Not only does Navy Days tell us about the History of the Royal Navy, it is a part of Naval History itself. They have been taking place for many years – I’ve seen posters advertising Navy Days dating back to the early 20th Century, showing rows of battleships decked out in flags. My Granddad can remember going just after the war, and watching Fairey Swordfish Biplanes attacking ships with bags of flour. I can remember my Gran telling me about going on the US Warships, and the American sailors serving up hot dogs!

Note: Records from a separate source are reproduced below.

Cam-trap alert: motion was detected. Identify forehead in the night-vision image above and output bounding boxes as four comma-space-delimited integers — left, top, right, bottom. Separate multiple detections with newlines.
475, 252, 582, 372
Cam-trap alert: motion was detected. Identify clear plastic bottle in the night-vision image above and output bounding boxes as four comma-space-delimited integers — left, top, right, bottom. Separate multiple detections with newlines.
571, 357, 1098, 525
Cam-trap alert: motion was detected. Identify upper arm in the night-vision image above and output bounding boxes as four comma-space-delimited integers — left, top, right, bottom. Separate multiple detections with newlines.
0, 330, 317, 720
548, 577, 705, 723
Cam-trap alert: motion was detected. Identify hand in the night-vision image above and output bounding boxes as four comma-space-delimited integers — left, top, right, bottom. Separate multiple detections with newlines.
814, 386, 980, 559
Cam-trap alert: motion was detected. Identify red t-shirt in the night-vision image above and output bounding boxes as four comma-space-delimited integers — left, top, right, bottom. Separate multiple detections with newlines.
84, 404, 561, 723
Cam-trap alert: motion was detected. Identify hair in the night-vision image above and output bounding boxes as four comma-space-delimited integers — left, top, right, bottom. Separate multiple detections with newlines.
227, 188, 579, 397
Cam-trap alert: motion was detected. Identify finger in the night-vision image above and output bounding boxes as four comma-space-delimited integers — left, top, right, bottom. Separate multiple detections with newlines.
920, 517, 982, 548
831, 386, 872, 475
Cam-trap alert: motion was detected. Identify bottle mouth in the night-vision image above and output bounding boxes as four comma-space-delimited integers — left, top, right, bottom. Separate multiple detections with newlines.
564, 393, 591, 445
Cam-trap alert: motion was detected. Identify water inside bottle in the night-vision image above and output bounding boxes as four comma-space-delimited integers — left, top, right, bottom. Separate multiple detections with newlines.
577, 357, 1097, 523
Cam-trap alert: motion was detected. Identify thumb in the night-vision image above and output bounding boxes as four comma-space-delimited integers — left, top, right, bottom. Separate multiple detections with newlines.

I first went to Navy Days in June 1994. It was the 50th Anniversary of D-Day, and there were plenty of interesting Royal Navy and foreign warships in the Harbour, to take part in the International Fleet Review later that week. I can remember going on HMS Ilustrious, and plenty of Destroyers and Minesweepers. I can also remember seeing the US Cruiser USS Normandy, and the wartime liberty ship Jeremiah O’Brien. But what I remember most of all is my dad showing me round the Dockyard that he worked in, explaining how the Docks and caissons worked, and pointing out the parts of the ships that he worked on – ‘oh look, there’s number two weapons shop!’ and ‘that’s number three basin!’ sounds quite impressive when you’re 11!

The last time I went to Navy Days was in 2008. What I remember most from then is the foreign warships – Japanese, Chilean, Danish and French. It was interesting to have a look at HMS Ilustrious again 14 years later, and the Landing Ship RFA Largs Bay was a rare visitor to Portsmouth. And of course theres nothing quite like watching the Royal Marines Band close the day.

I’m looking forward to Navy Days already. I had a sneak peak of HMS Daring last year at the Royal Navy past and present event, and she really is something else. It’s a long time since RFA Argus has been in Portsmouth too. A former merchant vessel that served in the Falklands War before becoming and RFA ship, it will be a rare opportunity to visit a Falklands veteran. Hopefully we can expect to see some foreign warships too.